Oh, LOVELY! The job as a porter with the Irvine Company turns out requires a valid driver's license and clean driving record! I swear, this is a pattern--I find a good job, apply for it, it looks like I have a good shot at getting it--and then I get the rug pulled out from under me! I received an email from their personnel department--an actual person--saying they received my application and were looking forward to interviewing me, and it was only then I found a driver's license was required. i emailed them back, explaining I didn't have a driver's license, but to keep me in mind for any position that didn't require one. They replied they would do that and withdrew my application. Really very civilized people. In the email announcing the interview, they said if you can't make the face-to-face, to call them and they'll interview you over the phone. Saves both going out in the rain--showers with the possibility of thunder today through Thursday, then again on Saturday--and having to put on the monkey suit.

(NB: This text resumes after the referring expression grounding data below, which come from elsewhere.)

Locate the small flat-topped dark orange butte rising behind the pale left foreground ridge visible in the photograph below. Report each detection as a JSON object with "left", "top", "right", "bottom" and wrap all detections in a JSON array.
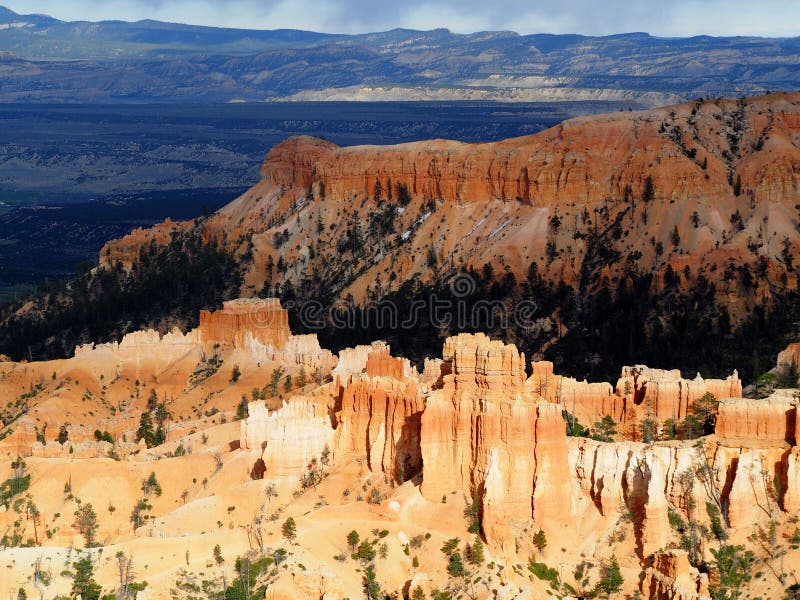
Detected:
[{"left": 199, "top": 298, "right": 292, "bottom": 349}]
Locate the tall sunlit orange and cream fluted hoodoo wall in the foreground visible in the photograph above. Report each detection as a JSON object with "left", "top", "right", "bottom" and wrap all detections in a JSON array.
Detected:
[{"left": 241, "top": 334, "right": 800, "bottom": 556}]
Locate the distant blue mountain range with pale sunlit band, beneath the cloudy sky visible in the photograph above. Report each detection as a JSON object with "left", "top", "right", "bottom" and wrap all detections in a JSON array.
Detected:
[{"left": 0, "top": 7, "right": 800, "bottom": 105}]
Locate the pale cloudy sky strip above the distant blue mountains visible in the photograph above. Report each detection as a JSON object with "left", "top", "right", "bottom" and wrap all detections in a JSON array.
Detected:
[{"left": 6, "top": 0, "right": 800, "bottom": 37}]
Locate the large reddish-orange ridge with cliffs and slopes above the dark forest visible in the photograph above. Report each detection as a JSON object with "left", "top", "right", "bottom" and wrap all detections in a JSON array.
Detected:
[{"left": 100, "top": 94, "right": 800, "bottom": 338}]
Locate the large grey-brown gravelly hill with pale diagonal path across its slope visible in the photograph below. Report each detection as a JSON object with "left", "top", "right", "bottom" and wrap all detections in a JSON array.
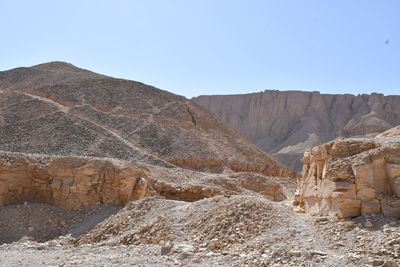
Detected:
[{"left": 0, "top": 62, "right": 292, "bottom": 176}]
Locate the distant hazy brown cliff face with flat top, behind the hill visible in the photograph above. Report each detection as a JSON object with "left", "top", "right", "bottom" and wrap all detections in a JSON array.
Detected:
[{"left": 192, "top": 90, "right": 400, "bottom": 171}]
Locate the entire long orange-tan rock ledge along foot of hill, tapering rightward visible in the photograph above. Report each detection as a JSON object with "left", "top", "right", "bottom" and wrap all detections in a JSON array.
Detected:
[{"left": 0, "top": 152, "right": 285, "bottom": 209}]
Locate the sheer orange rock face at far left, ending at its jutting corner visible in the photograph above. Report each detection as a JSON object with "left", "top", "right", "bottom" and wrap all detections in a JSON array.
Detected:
[{"left": 0, "top": 154, "right": 156, "bottom": 208}]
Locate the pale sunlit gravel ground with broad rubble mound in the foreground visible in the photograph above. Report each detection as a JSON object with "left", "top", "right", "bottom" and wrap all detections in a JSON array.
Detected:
[{"left": 0, "top": 195, "right": 400, "bottom": 267}]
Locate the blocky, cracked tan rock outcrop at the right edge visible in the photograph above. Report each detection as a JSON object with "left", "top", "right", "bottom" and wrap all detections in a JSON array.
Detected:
[{"left": 298, "top": 128, "right": 400, "bottom": 218}]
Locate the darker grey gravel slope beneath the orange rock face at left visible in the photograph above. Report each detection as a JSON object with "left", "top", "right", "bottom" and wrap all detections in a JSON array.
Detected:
[{"left": 0, "top": 202, "right": 121, "bottom": 244}]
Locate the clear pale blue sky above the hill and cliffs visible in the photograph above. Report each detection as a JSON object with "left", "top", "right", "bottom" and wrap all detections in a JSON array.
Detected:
[{"left": 0, "top": 0, "right": 400, "bottom": 97}]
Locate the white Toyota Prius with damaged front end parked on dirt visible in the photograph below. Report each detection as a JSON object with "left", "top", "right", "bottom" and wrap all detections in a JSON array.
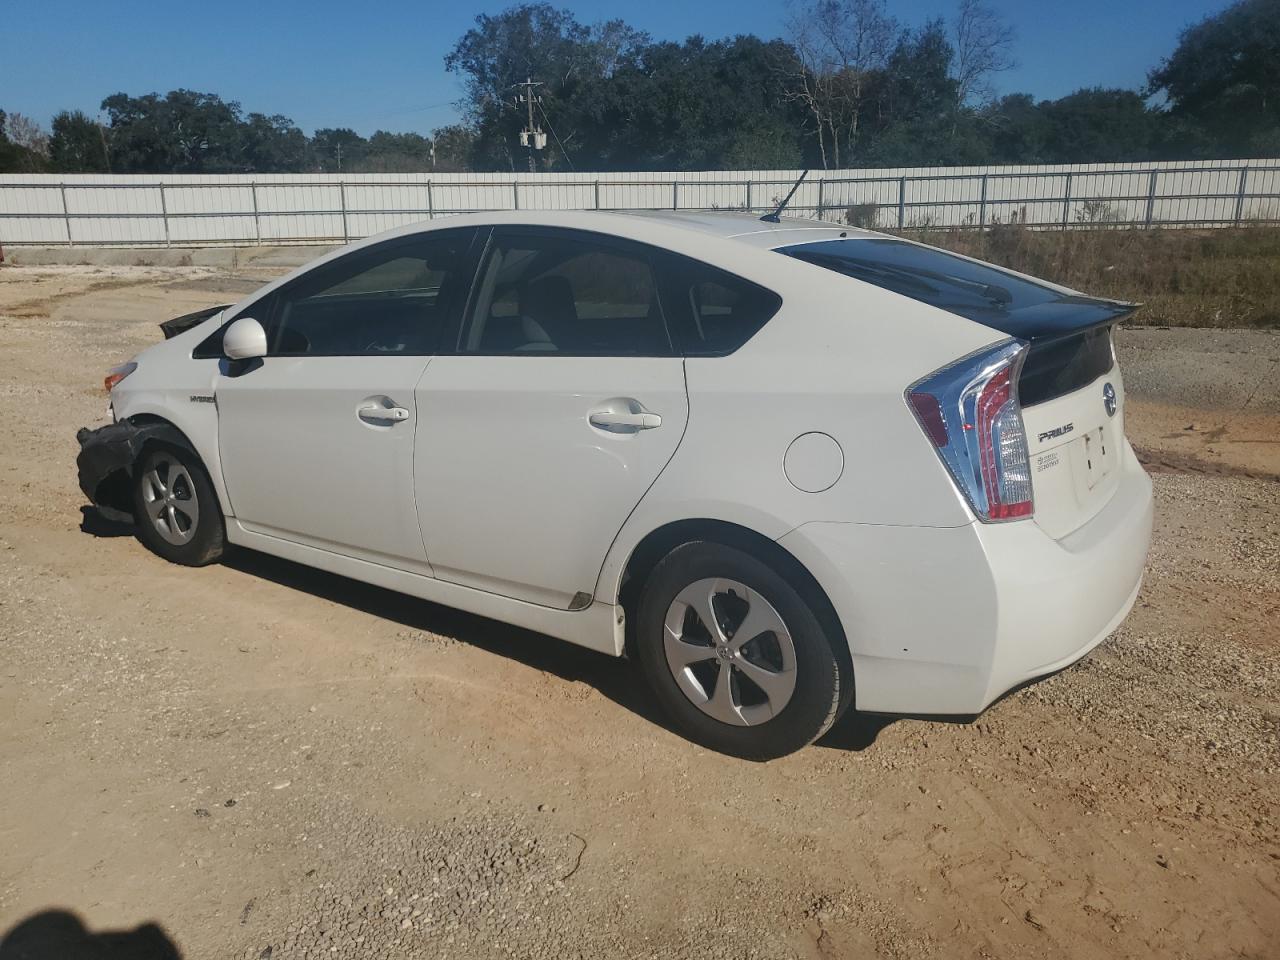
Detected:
[{"left": 78, "top": 211, "right": 1152, "bottom": 759}]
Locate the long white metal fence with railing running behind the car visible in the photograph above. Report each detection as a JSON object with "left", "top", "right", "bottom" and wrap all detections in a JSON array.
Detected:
[{"left": 0, "top": 160, "right": 1280, "bottom": 246}]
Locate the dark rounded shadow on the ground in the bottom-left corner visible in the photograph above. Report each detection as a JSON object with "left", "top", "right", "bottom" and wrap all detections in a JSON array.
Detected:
[{"left": 0, "top": 910, "right": 182, "bottom": 960}]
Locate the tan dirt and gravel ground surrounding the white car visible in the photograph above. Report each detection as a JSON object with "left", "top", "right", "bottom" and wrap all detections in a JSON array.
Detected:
[{"left": 0, "top": 259, "right": 1280, "bottom": 960}]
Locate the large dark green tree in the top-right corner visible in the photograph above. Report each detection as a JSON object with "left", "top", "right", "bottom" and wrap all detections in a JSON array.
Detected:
[{"left": 1147, "top": 0, "right": 1280, "bottom": 156}]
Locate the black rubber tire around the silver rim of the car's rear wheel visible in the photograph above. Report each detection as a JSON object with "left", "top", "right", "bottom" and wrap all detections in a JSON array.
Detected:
[{"left": 635, "top": 541, "right": 852, "bottom": 760}]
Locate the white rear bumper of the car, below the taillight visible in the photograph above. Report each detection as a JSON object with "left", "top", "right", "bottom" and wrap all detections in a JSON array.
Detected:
[{"left": 780, "top": 444, "right": 1153, "bottom": 716}]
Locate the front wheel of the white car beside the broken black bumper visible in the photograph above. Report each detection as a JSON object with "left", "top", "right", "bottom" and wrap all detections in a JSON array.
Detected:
[{"left": 132, "top": 444, "right": 227, "bottom": 567}]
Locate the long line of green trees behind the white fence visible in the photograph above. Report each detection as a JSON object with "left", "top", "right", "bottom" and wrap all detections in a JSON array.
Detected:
[{"left": 0, "top": 0, "right": 1280, "bottom": 173}]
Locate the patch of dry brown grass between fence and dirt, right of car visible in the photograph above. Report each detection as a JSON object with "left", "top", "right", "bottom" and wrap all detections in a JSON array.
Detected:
[{"left": 913, "top": 224, "right": 1280, "bottom": 329}]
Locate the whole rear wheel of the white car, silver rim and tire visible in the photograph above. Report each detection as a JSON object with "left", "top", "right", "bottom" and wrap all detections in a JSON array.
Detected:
[{"left": 636, "top": 541, "right": 851, "bottom": 760}]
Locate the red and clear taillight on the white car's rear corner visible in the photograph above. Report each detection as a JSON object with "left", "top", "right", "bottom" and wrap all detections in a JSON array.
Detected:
[{"left": 906, "top": 340, "right": 1034, "bottom": 522}]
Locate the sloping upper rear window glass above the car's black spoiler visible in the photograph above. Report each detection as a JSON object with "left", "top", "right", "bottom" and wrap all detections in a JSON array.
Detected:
[{"left": 778, "top": 238, "right": 1064, "bottom": 328}]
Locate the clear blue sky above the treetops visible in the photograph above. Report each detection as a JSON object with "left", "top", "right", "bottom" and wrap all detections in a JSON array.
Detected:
[{"left": 0, "top": 0, "right": 1226, "bottom": 134}]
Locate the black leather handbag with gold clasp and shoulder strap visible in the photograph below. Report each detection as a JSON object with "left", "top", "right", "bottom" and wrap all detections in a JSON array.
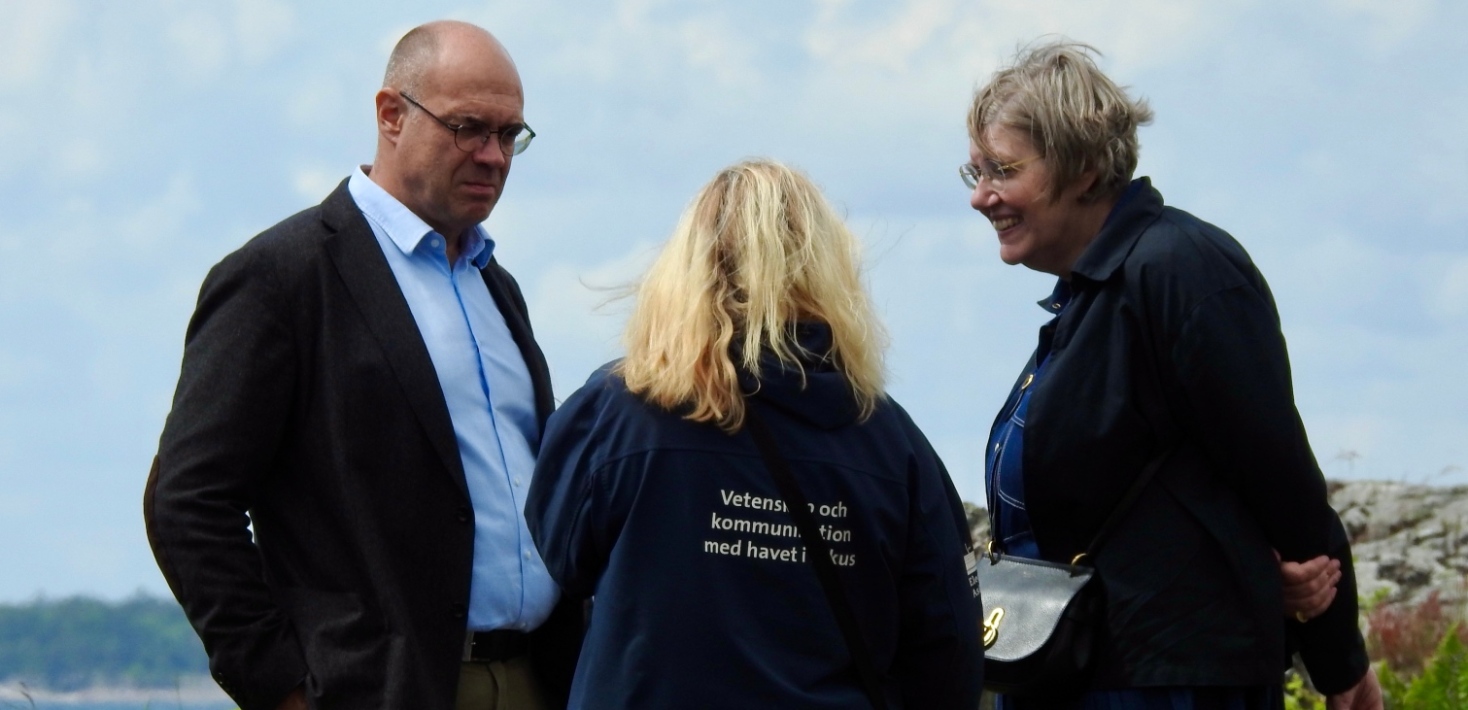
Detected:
[{"left": 976, "top": 449, "right": 1171, "bottom": 697}]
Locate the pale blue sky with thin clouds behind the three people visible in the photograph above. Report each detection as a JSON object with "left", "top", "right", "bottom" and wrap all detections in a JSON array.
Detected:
[{"left": 0, "top": 0, "right": 1468, "bottom": 601}]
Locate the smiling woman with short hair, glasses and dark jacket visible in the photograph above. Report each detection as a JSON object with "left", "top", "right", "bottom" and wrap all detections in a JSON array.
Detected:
[{"left": 960, "top": 41, "right": 1381, "bottom": 710}]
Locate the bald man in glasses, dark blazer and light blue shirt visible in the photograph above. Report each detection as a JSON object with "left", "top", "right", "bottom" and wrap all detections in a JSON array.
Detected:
[{"left": 144, "top": 22, "right": 581, "bottom": 710}]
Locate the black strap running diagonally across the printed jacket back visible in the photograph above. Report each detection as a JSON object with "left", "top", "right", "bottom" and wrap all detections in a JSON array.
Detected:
[{"left": 744, "top": 400, "right": 887, "bottom": 710}]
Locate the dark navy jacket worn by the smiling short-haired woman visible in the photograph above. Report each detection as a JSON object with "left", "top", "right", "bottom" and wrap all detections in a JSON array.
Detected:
[{"left": 1004, "top": 178, "right": 1367, "bottom": 692}]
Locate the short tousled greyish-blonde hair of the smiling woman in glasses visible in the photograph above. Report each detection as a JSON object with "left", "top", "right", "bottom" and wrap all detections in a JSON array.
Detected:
[{"left": 969, "top": 38, "right": 1152, "bottom": 201}]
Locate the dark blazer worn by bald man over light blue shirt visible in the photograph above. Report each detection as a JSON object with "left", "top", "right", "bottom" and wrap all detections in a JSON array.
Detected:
[{"left": 144, "top": 182, "right": 581, "bottom": 710}]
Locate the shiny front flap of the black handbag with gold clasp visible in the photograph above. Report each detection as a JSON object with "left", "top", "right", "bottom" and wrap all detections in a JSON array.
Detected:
[{"left": 979, "top": 555, "right": 1095, "bottom": 662}]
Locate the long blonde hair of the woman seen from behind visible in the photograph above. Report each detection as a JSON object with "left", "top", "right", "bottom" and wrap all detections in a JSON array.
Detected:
[{"left": 617, "top": 160, "right": 887, "bottom": 433}]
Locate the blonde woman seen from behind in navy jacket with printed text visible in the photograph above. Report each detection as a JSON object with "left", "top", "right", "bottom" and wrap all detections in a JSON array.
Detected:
[{"left": 526, "top": 160, "right": 982, "bottom": 710}]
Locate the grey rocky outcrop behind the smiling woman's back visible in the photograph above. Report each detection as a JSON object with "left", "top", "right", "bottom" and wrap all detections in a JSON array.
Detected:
[{"left": 964, "top": 481, "right": 1468, "bottom": 606}]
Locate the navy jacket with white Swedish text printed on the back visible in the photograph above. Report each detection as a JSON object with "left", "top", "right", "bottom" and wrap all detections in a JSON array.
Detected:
[{"left": 526, "top": 326, "right": 982, "bottom": 710}]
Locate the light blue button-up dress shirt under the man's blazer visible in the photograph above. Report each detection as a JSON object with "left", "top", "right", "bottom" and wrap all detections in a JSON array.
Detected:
[{"left": 346, "top": 170, "right": 561, "bottom": 631}]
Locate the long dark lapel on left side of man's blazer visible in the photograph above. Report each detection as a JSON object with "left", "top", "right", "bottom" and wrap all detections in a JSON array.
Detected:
[{"left": 321, "top": 180, "right": 468, "bottom": 497}]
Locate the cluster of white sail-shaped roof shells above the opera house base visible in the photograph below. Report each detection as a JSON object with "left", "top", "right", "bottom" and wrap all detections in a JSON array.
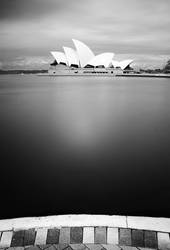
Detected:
[{"left": 51, "top": 39, "right": 133, "bottom": 73}]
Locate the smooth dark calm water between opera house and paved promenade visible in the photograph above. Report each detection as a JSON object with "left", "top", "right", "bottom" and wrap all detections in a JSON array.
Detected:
[{"left": 0, "top": 75, "right": 170, "bottom": 218}]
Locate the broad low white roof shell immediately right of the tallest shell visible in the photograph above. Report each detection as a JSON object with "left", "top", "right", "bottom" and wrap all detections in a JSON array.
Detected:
[{"left": 87, "top": 53, "right": 114, "bottom": 68}]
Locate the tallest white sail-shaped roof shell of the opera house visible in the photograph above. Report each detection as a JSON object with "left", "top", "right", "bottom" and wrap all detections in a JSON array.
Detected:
[{"left": 72, "top": 39, "right": 95, "bottom": 67}]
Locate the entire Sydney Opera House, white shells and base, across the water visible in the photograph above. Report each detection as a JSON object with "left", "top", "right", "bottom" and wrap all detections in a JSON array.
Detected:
[{"left": 49, "top": 39, "right": 133, "bottom": 75}]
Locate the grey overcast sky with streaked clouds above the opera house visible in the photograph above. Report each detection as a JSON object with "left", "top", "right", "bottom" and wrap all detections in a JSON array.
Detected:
[{"left": 0, "top": 0, "right": 170, "bottom": 66}]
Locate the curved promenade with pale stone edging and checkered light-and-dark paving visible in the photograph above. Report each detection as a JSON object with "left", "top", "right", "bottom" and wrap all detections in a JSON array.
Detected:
[{"left": 0, "top": 215, "right": 170, "bottom": 250}]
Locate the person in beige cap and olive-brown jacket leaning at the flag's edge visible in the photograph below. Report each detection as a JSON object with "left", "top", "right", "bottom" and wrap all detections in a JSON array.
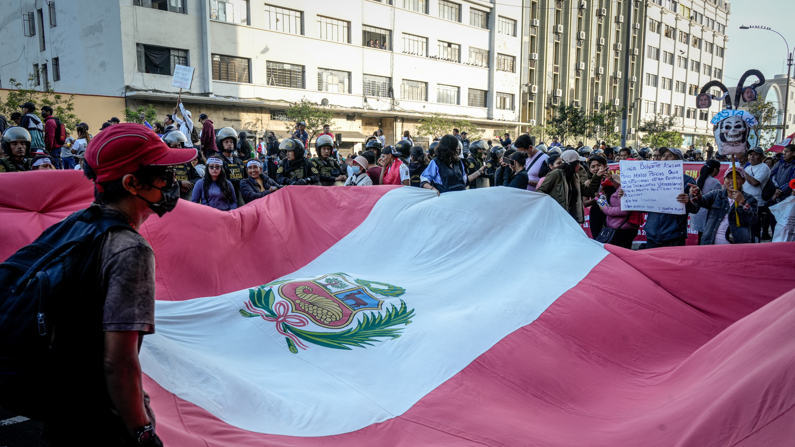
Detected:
[{"left": 536, "top": 149, "right": 605, "bottom": 224}]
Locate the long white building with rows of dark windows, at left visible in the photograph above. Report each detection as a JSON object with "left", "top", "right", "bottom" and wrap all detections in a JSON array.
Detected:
[{"left": 0, "top": 0, "right": 522, "bottom": 151}]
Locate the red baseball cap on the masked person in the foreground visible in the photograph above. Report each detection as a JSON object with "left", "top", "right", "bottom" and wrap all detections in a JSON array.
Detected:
[{"left": 85, "top": 123, "right": 198, "bottom": 183}]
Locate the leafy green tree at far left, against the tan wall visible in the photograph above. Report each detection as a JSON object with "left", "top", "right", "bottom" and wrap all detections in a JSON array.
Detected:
[{"left": 0, "top": 71, "right": 80, "bottom": 130}]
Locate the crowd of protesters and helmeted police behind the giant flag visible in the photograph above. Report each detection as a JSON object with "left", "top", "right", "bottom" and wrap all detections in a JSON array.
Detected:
[{"left": 0, "top": 101, "right": 795, "bottom": 248}]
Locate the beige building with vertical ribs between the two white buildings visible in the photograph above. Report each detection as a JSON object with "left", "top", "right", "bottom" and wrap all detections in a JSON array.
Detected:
[{"left": 521, "top": 0, "right": 646, "bottom": 144}]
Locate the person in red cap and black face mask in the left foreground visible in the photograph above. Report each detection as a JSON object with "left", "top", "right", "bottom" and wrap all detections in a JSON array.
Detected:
[{"left": 43, "top": 124, "right": 197, "bottom": 445}]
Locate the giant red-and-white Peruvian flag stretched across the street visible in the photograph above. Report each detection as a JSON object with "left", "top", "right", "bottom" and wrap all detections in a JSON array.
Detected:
[{"left": 0, "top": 172, "right": 795, "bottom": 447}]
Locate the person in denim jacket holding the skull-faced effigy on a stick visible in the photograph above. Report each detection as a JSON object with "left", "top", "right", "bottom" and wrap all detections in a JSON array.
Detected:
[{"left": 690, "top": 167, "right": 759, "bottom": 245}]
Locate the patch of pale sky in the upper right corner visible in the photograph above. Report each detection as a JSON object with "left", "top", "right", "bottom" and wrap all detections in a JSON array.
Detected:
[{"left": 723, "top": 0, "right": 795, "bottom": 83}]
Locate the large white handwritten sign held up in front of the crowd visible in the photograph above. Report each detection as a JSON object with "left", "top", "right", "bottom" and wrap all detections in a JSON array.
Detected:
[{"left": 619, "top": 160, "right": 685, "bottom": 214}]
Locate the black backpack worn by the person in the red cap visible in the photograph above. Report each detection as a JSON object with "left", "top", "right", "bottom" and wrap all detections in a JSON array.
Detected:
[{"left": 0, "top": 206, "right": 132, "bottom": 420}]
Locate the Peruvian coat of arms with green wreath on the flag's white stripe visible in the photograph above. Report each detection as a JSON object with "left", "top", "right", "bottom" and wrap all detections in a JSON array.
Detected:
[{"left": 240, "top": 273, "right": 414, "bottom": 354}]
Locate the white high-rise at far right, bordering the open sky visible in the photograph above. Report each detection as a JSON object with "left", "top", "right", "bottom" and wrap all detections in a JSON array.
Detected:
[{"left": 637, "top": 0, "right": 731, "bottom": 147}]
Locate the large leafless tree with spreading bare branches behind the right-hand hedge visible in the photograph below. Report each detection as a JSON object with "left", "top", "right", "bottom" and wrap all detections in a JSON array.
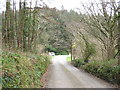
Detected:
[{"left": 77, "top": 1, "right": 118, "bottom": 59}]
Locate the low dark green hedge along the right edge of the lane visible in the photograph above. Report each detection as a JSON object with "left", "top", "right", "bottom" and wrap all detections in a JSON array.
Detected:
[{"left": 71, "top": 59, "right": 120, "bottom": 85}]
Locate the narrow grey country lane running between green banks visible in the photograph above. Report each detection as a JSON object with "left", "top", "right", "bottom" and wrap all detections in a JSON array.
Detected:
[{"left": 47, "top": 55, "right": 113, "bottom": 88}]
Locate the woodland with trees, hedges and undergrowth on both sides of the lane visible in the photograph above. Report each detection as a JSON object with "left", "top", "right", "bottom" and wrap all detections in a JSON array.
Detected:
[{"left": 0, "top": 0, "right": 120, "bottom": 88}]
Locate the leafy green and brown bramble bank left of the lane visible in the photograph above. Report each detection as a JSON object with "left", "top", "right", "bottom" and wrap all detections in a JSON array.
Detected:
[{"left": 1, "top": 52, "right": 50, "bottom": 88}]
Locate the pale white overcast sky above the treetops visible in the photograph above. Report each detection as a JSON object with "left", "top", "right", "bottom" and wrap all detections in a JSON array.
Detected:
[{"left": 0, "top": 0, "right": 119, "bottom": 12}]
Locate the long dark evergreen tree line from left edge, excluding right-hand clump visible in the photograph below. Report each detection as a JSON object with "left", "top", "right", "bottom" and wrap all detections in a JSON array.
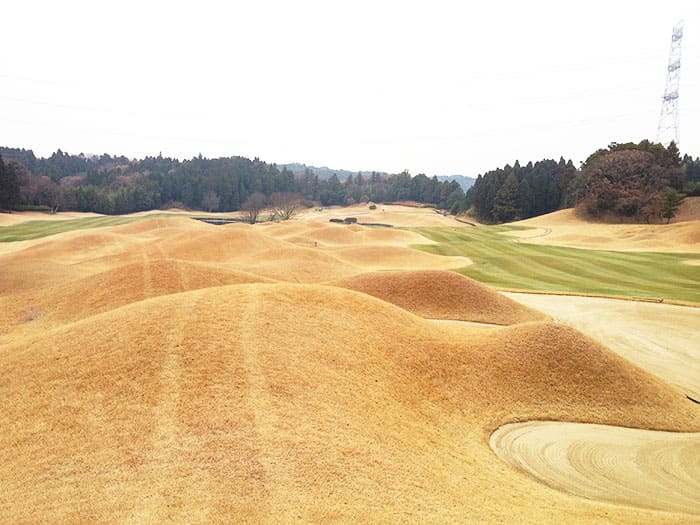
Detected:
[{"left": 0, "top": 148, "right": 466, "bottom": 214}]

And of course I'm in a Catch-22 position-- in order to get a driver's license, I have to have money to get the learner's permit, pay for driving lessons, and then the fee for the license itself, and then there's the money for a car, registration and insurance. But to get that I have to have a good-paying job....you get the idea.
You keep looking, we will keep praying.
I'm staying with my pastor's in-laws until Monday. I've been calling shelters, but they're either full or they don't have anything for singles just now.
Got to work and NO GAS. I walked back and forth for 6 hours just to tell people, "Sorry can't help you."
I left two hours early, couldn't handle the slow time. After doing ALL of our monthly deep clean, there wasn't much left to do but stand around doing nothing. Oh well, at least it wasn't raining.
Pup, do you work at gas station? I thought you worked in a store doing restocking stuff at night. But of course, my memory is awful.
We got hit with the flu this week. Chris was really sick with a fever of 104 and a wicked cough. My temp only hit 103 once, but it stayed around 101 for a few days. Chris still has the cough. I ache like crazy, but my temp has been down around 99-100. It even hit my normal of 96.7 a few times. Yuck.
If you didn't check my thread "Update on my situation" in the Prayer Requests forum, I'm in a shelter that was once a bus terminal. At least it's free and they serve all three meals. And I'm sleeping on a cot instead of a mat on the floor like I would be if I was at the armory. But at least it's safe.
Good to hear DJ, still praying for you
Yes you are behind, several years actually. I quit the store about 5 years back now, started at the station, ummm...... June 3 years ago.